Haberlere bakın:
Aydın'ın Nazilli ilçesinde, boşanmak üzere olduğu eşinin evini pompalı tüfekle basan Mustafa Duran katlim yaptı. Bilanço 5 ölü 4 yaralı.
Adıyaman'da, aralarında arazi anlaşmazlığı olan kardeşlerden Salih Albay, tüfeğiyle kardeşinin ailesine saldırdı, sonuç: 4 ölü.
Balıkesir'de ailesiyle birlikte misafirliğe giden Ali Saral, çıkan tartışmada 3 kişiyi öldürdü, 4 kişiyi yaraladı.
Muş'un Sungu beldesinde ailesiyle tartışan Mehmetcan Aykan silahına sarıldı, 1.5 yaşındaki oğlu ve eşi dahil 5 kişiyi öldürdü.
Düzce Gümüşova'da ormanda kestikleri ağaçlardan artan odunları paylaşmak için kavgaya tutuşan köylüler Olcay B. 3 kişiyi öldürdü, 3 kişiyi yaraladı.
Katliam haberleri sıralanıp gidiyor.
Cinayetler 5'erli, 4'erli, 3'erli gruplar halinde işleniyor artık.
İnsanlar çok basit sebeplerle "yok, bana yan baktın, odunlarımı aldın, arazime girdin gibi sudan sebeplerle" katliam yapabiliyor.
Tek kişinin öldürüldüğü cinayetler artık haberden bile değil.
Çocuk cinayetler ve tacizleri de artık vakay-ı adiyeden.
Ağrı'da kaybolan 4 yaşındaki Leyla ölü bulundu.
Tokat'ta 3 yaşındaki Evrim, on beş gündür kayıp. Ailesi ve babası gözaltında.
Ankara'nun Uzunbeyli Mahallesinde kaybolan Eylül'ün cesedi bulundu. Katil zanlısı Uğur Koçyiğit gözaltında.
Bitlis'in Ahlat ilçesinde kaybolan 2 yaşındaki Sami Yusuf ölü bulundu.

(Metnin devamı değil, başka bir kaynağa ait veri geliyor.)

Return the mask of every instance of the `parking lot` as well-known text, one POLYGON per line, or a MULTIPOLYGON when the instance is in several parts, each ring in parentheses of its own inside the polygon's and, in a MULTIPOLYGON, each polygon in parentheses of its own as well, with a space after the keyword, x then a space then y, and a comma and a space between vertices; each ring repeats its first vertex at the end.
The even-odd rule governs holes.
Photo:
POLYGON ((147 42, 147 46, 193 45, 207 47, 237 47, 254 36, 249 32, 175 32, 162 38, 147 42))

Türkiye, Membiç'i ele geçirmek, Kandil Dağı'na girmek gibi büyük hedefleri önüne koymuş durumda ama bence "içerde meydana gelen" bu vahim olayları masaya yatırarak Türk insanının köhneyen toplumsal yapısını düzeltmek gibi bir ulvi hedefi de önüne koymak zorunda.
Son on yılda gerek çocuk tacizlerinden gerek toplu katliamlara kadar anormal boyutta ve dünya standartlarının çok üzerinde artış gösteren kriminal vakaların sebebini, çözümünü ve meydana gelmesini önleyici tedbirleri almaktan çok uzak kaldığımız anlaşılıyor.
Kendi mahallemizde bunca yangın varken bunları ihmal edip, komşu mahallelerin yangınlarına müdahale etmek marifet değildir.
Ekonomik parametrelerle, dış politika argümanlarıyla, sistem değişiklikleriyle öyle meşgul olur hale geldik ki, insanımızın ve toplumumuzun manevi, ruhsal ve sosyolojik anlamda nasıl bir bozulma içine girdiğini maalesef göremez hale geldik.
Televizyon kanalları ve gazeteler için bu haberler çok güzel bir "manşet haberdir" ama aslında toplumun ve bireyin yok oluşumunun da manşetidir aynı zamanda.
Ve bu olaylar bir milli güvenlik sorunudur.
İnsandaki bozulmayı milli güvenlik sorunu olarak görmeyen bir sistemin akıbeti iyi değildir.